A handbag full of tar and a gladrag soaked in chloroform — Jesus, where do you even begin to talk about the Stereophonics? You could start with that drooling chump of a drummer, maybe? Or that bleating idiot Kelly Jones, who grumbles in every interview about how the press don’t like him and how the charts are full of pop, despite the fact that his gangrenous howlings have shifted in volumes as uncountable as the stars in the sky. Stereophonics got to the semis of the last Duel! and that was BEFORE ‘Mr. Writer’ came out!
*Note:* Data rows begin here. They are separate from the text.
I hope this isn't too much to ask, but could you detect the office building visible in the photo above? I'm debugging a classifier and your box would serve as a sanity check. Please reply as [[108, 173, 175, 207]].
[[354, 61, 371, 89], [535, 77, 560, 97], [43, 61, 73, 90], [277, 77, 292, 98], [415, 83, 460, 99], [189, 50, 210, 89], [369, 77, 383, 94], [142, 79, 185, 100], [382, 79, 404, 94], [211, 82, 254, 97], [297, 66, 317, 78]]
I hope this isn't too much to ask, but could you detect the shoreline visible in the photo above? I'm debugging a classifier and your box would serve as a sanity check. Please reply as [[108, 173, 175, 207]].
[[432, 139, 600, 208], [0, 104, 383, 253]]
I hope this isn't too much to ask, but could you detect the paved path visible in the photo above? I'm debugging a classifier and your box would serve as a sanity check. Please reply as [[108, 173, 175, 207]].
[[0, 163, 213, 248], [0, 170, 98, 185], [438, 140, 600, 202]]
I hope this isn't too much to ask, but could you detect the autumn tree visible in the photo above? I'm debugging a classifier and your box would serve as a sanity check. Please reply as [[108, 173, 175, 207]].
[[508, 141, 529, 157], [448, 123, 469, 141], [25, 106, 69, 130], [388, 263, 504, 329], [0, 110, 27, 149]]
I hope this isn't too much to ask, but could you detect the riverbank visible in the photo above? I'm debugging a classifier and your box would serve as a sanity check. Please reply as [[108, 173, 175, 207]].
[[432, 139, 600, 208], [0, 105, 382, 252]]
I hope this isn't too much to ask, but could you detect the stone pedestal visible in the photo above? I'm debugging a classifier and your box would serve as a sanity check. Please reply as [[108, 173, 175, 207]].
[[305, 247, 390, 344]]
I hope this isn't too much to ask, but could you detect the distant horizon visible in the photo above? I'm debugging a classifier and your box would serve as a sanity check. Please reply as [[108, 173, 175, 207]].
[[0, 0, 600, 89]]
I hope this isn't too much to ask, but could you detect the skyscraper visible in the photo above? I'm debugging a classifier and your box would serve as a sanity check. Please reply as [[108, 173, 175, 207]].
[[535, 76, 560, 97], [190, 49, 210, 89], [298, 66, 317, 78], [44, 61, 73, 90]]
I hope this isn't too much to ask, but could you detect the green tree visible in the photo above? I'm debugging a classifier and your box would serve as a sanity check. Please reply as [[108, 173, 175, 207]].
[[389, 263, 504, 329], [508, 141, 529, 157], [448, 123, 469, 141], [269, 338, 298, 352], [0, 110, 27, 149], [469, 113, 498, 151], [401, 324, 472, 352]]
Have a nice vote!
That said if anyone can stop Kelly and the boys at the first hurdle it’s surely The Strokes, New York City fops whose study of Chapter 1 of Punk For Dummies has paid such great dividends over the last year. ‘I view a successful career in rock as like being a successful businessman or banker’, says Julian Casablancas. But there’s a crucial difference — bankers also make their money from the fruits of others’ labours, but unlike the Strokes they add interest.
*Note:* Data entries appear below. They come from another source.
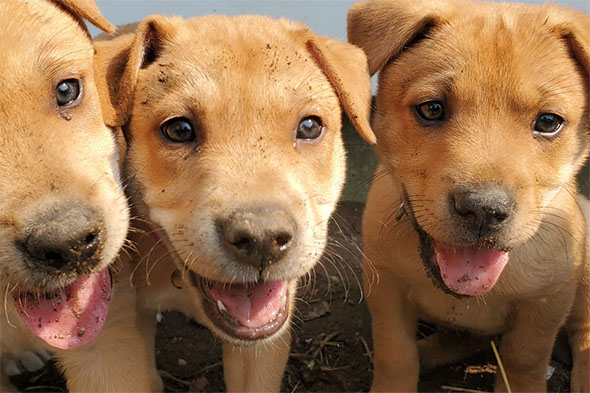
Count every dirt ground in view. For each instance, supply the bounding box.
[10,203,571,392]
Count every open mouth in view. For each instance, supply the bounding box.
[14,268,111,349]
[190,271,289,340]
[404,194,509,297]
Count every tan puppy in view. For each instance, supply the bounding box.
[0,0,149,392]
[348,0,590,392]
[96,16,374,391]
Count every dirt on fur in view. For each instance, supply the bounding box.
[8,202,571,392]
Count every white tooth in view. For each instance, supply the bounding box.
[217,300,227,312]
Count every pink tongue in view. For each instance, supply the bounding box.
[14,269,111,349]
[434,243,508,296]
[209,281,287,328]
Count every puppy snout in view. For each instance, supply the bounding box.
[23,205,103,272]
[450,185,514,237]
[218,208,296,271]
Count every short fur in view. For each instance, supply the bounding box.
[348,0,590,392]
[96,16,374,391]
[0,0,149,392]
Yesterday’s Result — BADLY DRAWN BOY 69% – Spiritualized 31%
An easy victory for the indie Jamiroquai — your remarks follow:
‘The case against wool hats begins here! I’m reduced to talking about accessories because the music is so thoroughly unremarkable.’
‘At least BDB knows when to shut up. ‘
‘Listening to Spiritualized is like taking a particularly painful dump – the process is execrable and it’s a huge relief when it’s over. ‘
‘and surely 9000-piece orchestras are worse than shit hats? Not by much, admittedly… ‘
‘former next big thing BDB gets my vote here. Writing the sort of songs that bono would write if he were the singer in a pub-rock band (well, he almost is) can get you very far in this duel’
‘it’s spiritualized, but only cos Jason’s a bit further up his own arse than Damon is up his. Plus, I like wooly hats. ‘
‘I voted spiritualized as I thought one of their songs was a blur song. Plus I have the Badly Drawn Boy Ep’s 2 and 3, which I’m hoping might be valuable. I bet they aren’t anymore! grrr! Plus, that BDB lokks like my old geography teacher, who I always thought was cool. ‘
‘at least pierce knows more than four chords. ‘
‘Crap hat, crap songs, crap beard. Worse than that he has a face like a horse, which is worse than taking horse, just. ‘
‘It’s not that I hate wooly hats, it’s just that Damon Gough is a disgrace to wool hats. I feel ashamed to walk down the street in my chococat hat for fear of people associating me with that shiftless no account appalling crusty ‘
‘I was going to say “Badly Drawn Boy smells like wee,” but someone already used that word. ARGH.’